Now Tesla has another battle on its hands, this time with unhappy shareholders.
They argue that Tesla's board has failed to hold its charismatic but controversial CEO Elon Musk to account about the company's finances and performance, rubber stamping Musk's decisions instead.
Three Tesla directors are up for a vote at next week's annual meeting, and one activist shareholder firm wants to dump all of them. Among them are Kimbal Musk, brother of CEO Elon Musk. That effort is being led by CtW Investment Group, which works with union-sponsored pension funds.
At the same time, the advisory firm Institutional Shareholder Services is calling to defeat the other two directors who aren't named Musk -- James Murdoch, the CEO of 21st Century Fox and son of Rupert Mudoch, and Antonio Gracias, head of Valor Management, an early investor in Tesla.
In a letter CtW filed with the SEC early this month, the company wrote, "We admire Tesla as a successful innovator with an environmental mission; however, its continuing success looks more tenuous than ever. Especially in light of CEO Elon Musk's startling refusal to answer straightforward questions from analysts on a recent investor call, Tesla shareholders need to let the board know that it must raise its game."
Tesla also faces a shareholder resolution calling for the automaker to split jobs of chairman and CEO between different people, rather than allowing Elon Musk to hold both positions.
The shareholder's meeting is set for June 5.
Tesla has been under fire for much of this year.
The automaker has struggled to ramp up production of its new of Model 3 sedans, and that's stoked questions as to whether Tesla could run out of cash later this year. The company's credit rating has been reduced further into junk bond status and its once high-flying stock is down 7% for the year.
Still, Musk has dismissed all of these concerns repeatedly, and made a bold promise to turn a profit in both the third and fourth quarter of this year.
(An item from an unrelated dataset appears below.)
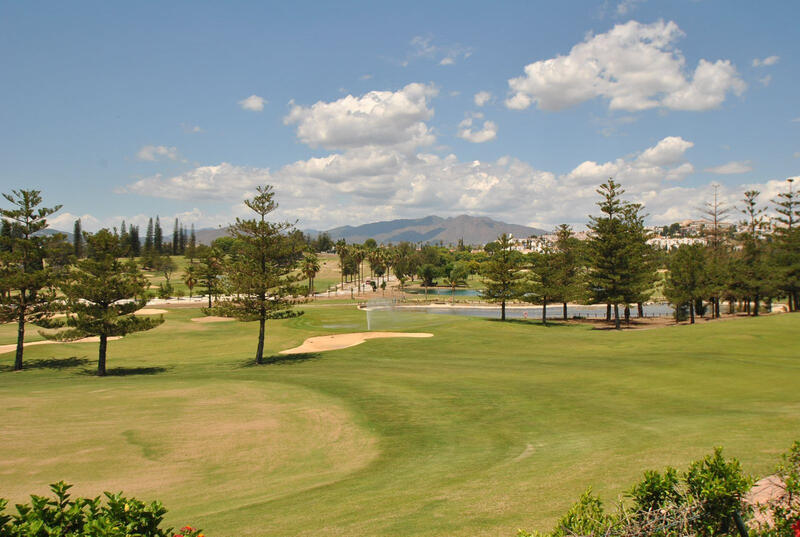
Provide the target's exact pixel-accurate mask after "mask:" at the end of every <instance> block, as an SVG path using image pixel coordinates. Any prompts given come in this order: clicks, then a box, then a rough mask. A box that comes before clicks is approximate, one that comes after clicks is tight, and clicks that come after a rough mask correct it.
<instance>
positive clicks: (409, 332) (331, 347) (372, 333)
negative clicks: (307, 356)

Efforts like CtW's campaign virtually always fall short. But Tesla is taking the matter seriously, responding Tuesday evening in its own letter to shareholders defending the board members up for election.
In its letter, CtW argues that Kimbal Musk's "renomination goes to the heart of the problems with Tesla's board: Too many of these directors, including all three of this years' nominees, are incapable or unwilling to contradict Elon Musk's whims."
CtW also objects to Gracias being considered an independent director, given his long-standing business relations with Musk. The letter said Gracias has invested in a number of Musk ventures, including SpaceX, the privately held rocket company that also has Musk as CEO. Gracias is also a director of that company.
Finally, CtW says that Murdoch doesn't have the needed expertise in manufacturing and engineering and has worked almost exclusively for companies in which his father is the controlling shareholder. It points out that Tesla recently added another media executive, Linda Johnson Rice of CEO of Ebony Media and Johnson Publishing, to its board.
"It is not clear why Tesla would need two directors with media but not automotive backgrounds," said CtW.
But Tesla is defending all three directors, noting that Murdoch is an experienced CEO who has scaled and run large successful global companies. It also says that Gracias is an experienced operator who has run factories and an auto parts company and is advising on ramping up Model 3 production.
And the automaker argues that Kimbal Musk has been a successful entrepreneur and technology investor.